I was a junior in high school, and it was a U.S. History class. The test was the End of Course exam, or EOC. For those of you who missed the age of standardized tests, the EOC is a test taken at the end of core high school courses. It counts for 25 percent of a student’s grade, and determines their eligibility to graduate.

Put simply: fail the test, fail the class.

So, I spent the entire year learning about U.S. History, from Columbus to Hitler. I say to Hitler because that is where the class stopped, to the best of my remembrance. We had a brief unit on the Civil Rights movement before we ran out of time, and frantic exam review began. The same thing happened in every history class I ever had. In World History my Freshman year we didn’t even make it to Napoleon. I learned about the world post-World War II exactly once, in eighth grade Social Studies.

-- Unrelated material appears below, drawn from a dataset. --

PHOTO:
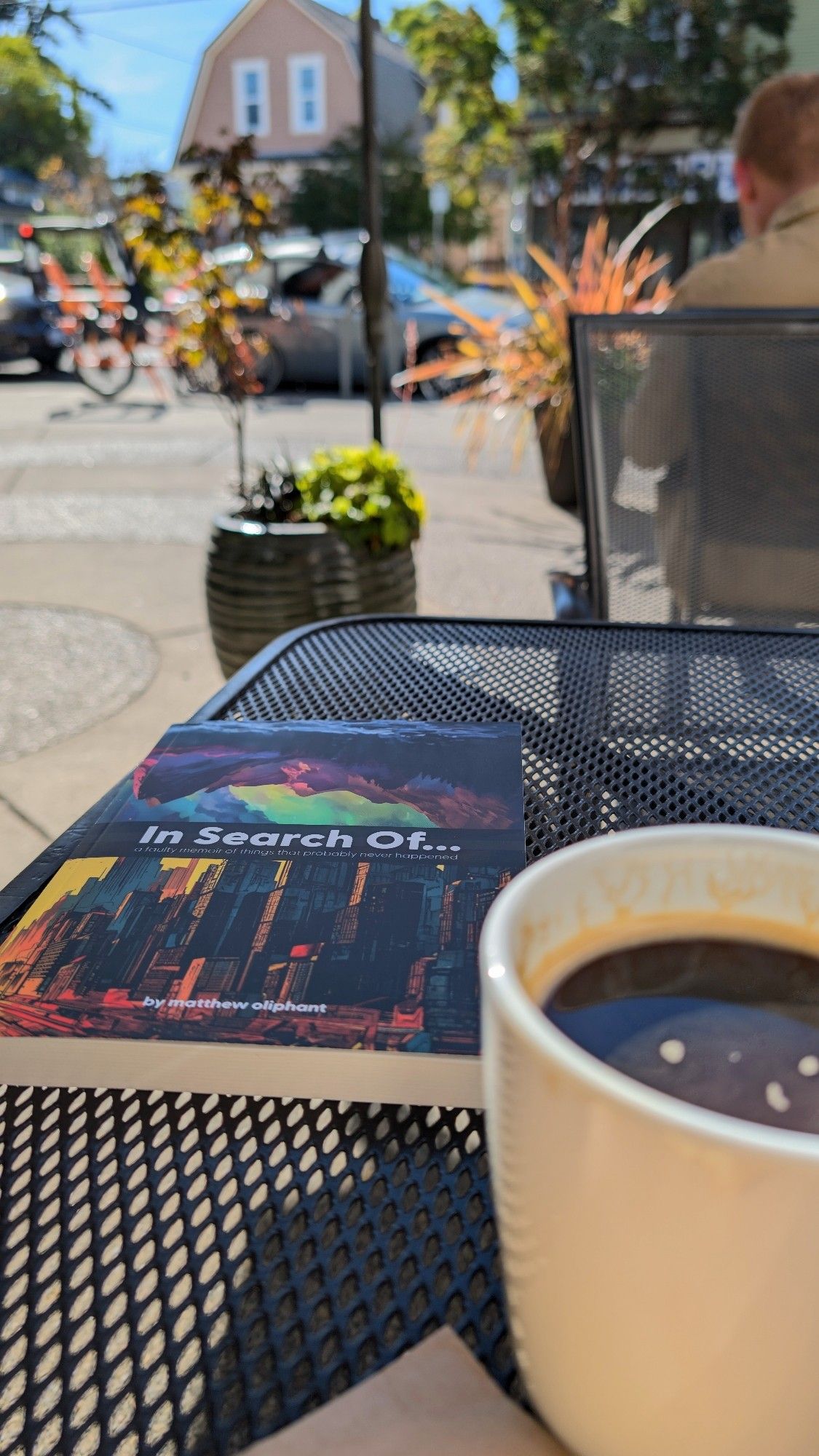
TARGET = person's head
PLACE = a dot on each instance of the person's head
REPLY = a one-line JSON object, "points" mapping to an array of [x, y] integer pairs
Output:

So this was normal, and while I would have liked to learn about more recent history in class, I took what I was given. Which brought me to this bright, late-spring afternoon. When exam day rolled around, I felt confident. I’d always been good at tests, and I liked history. It was a lot of information, but I was sure I’d pass without too much trouble. For the record, I did study — but studying can’t prepare you for a test on something you never learned.

Until I opened the exam and read through the first page. All of the questions were about Ronald Regan. About the 1980s. Things I had, never, in the entirety of my school career, been taught. And things that I was a little too young to remember. I looked around, no one else seemed to be having trouble.

But why would they? EOCs are color coded — each color has a different set of questions, a different focus. Most of the class probably received questions they knew the answer to, or had at least learned.

I have never felt such blind panic. I probably wasted a good 15 or 20 minutes staring at the paper, willing it to be something else. But I had no choice, I had to take the test — I needed to pass the class, after all.

So I guessed. I chose answers by process of elimination, critical reading, context clues, things I’d overheard in conversation or a gut feeling. I finished one section of the exam, and hoped it would get easier.

It didn’t. The next was on Carter, and Nixon and so on. There wasn’t a single question on that exam I knew the answer to. There wasn’t a single topic we’d gone over in class. When I hear the phrase “bite the bullet” this is the situation I think of. This frantic hour and a half on the second floor of an old school building where I filled in bubble after bubble on the answer sheet, double and triple guessing every choice, scanning as far ahead and behind as I was allowed for any clues.

Despite everything, I finished the exam early and waited out the remaining time with dread. The weeks until I got the results were equally painful. I was sure I’d failed.

But shockingly, as I’m sure you’ve guessed, I didn’t. I passed with flying colors and pure, blind, dumb luck — with a high score, even. I never thought it was my teacher’s fault. He had to teach 400 years worth of detailed history, and while many teachers before him have done that in shorter time frames than 10 months, he tried to do a thorough job of it, and I can’t fault him for that.

Thankfully, the U.S. History EOC was discontinued in 2010. But I can’t help but wonder how many other students have this experience in testing season. And sure, standardized tests may provide a common, level bar for all students — but what’s the point of them, if the material is so far removed from the classroom?